Methods: Using LPS-stimulated BV2 microglia and MPTP-induced mouse models of PD, we systematically investigated the role of SIX2. Gain- and loss-of-function approaches for SIX2, DDIT4, miR-3470b, and GREM1 were combined with ChIP, RNA-seq, exosome isolation/transfer, and behavioral tests to analyze the SIX2-DDIT4-autophagy axis and the exosomal miR-3470b/GREM1/TGF-β pathway.

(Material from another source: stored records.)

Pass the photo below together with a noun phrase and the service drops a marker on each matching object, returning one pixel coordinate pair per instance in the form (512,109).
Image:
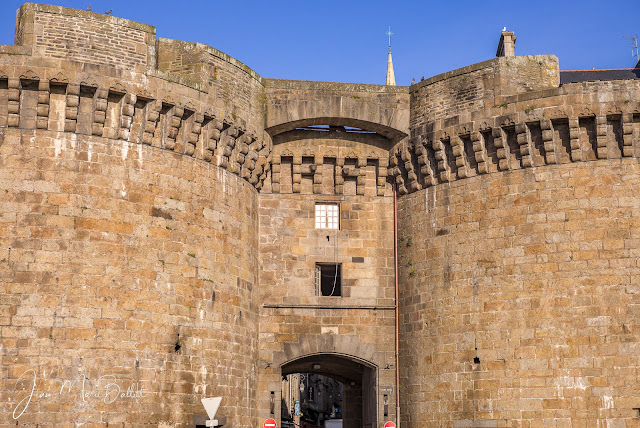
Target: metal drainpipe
(395,256)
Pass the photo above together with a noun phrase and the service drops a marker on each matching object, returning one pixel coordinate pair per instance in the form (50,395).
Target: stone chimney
(507,44)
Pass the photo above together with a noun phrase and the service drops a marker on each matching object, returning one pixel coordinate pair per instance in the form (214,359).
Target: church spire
(391,79)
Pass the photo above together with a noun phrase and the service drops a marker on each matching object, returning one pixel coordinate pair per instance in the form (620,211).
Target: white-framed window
(327,216)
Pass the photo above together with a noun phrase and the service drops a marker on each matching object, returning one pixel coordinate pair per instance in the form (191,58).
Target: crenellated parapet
(120,110)
(553,126)
(125,94)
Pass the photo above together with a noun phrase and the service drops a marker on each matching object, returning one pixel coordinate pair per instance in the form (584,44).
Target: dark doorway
(329,388)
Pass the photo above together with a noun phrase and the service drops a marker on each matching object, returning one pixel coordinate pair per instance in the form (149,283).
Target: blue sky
(345,40)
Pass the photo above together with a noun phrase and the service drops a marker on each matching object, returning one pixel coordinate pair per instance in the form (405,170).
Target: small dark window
(329,279)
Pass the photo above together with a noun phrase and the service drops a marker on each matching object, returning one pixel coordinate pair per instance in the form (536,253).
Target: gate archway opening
(329,387)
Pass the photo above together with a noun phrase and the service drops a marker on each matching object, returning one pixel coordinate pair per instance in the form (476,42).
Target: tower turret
(391,79)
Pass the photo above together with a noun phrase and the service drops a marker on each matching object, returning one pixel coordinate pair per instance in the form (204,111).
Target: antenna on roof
(634,46)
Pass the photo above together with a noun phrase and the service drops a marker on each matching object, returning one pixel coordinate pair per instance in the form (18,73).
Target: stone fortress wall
(157,231)
(128,218)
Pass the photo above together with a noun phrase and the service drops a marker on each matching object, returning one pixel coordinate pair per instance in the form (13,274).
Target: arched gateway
(331,386)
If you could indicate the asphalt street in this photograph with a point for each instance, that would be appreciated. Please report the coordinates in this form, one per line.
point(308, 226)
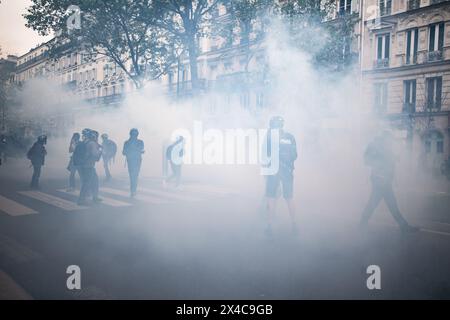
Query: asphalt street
point(206, 241)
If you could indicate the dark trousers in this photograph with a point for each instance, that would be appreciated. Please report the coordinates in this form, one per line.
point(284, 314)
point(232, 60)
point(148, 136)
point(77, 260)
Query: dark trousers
point(176, 173)
point(73, 171)
point(382, 190)
point(89, 183)
point(134, 166)
point(35, 178)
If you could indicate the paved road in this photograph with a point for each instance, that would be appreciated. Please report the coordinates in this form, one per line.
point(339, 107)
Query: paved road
point(206, 242)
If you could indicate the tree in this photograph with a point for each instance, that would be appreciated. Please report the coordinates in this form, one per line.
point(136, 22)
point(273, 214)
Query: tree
point(122, 30)
point(187, 21)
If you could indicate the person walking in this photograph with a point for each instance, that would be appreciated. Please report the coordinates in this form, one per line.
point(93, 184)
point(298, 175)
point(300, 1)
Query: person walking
point(36, 154)
point(380, 158)
point(133, 149)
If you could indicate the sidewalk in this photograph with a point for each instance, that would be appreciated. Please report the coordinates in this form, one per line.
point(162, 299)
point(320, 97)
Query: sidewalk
point(10, 290)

Results: RNA-seq and ChIP-qPCR revealed that SIX2 transcriptionally activated DDIT4. This led to mTOR inhibition and Autophagy induction, driving a shift in microglial phenotype from pro-inflammatory M1 to protective M2. Consequently, M2-polarized microglia released exosomes highly enriched in miR-3470b, as identified by miRNA Sequencing. Upon internalization by dopaminergic neurons, miR-3470b directly bound to and suppressed GREM1, which in turn potentiated TGF-β signaling activity. Ultimately, this SIX2-initiated cascade rescued neuronal Apoptosis and restored motor coordination in both cellular and animal models of PD.

Conclusion: SIX2 promotes microglial M2 polarization via the DDIT4/mTOR/Autophagy axis and mediates neuroprotection through exosomal miR-3470b targeting of GREM1/TGF-β signaling, revealing novel therapeutic targets for PD immunotherapy.

Parkinson's disease; SIX2; exosomes; miR‐3470b; neuroinflammation.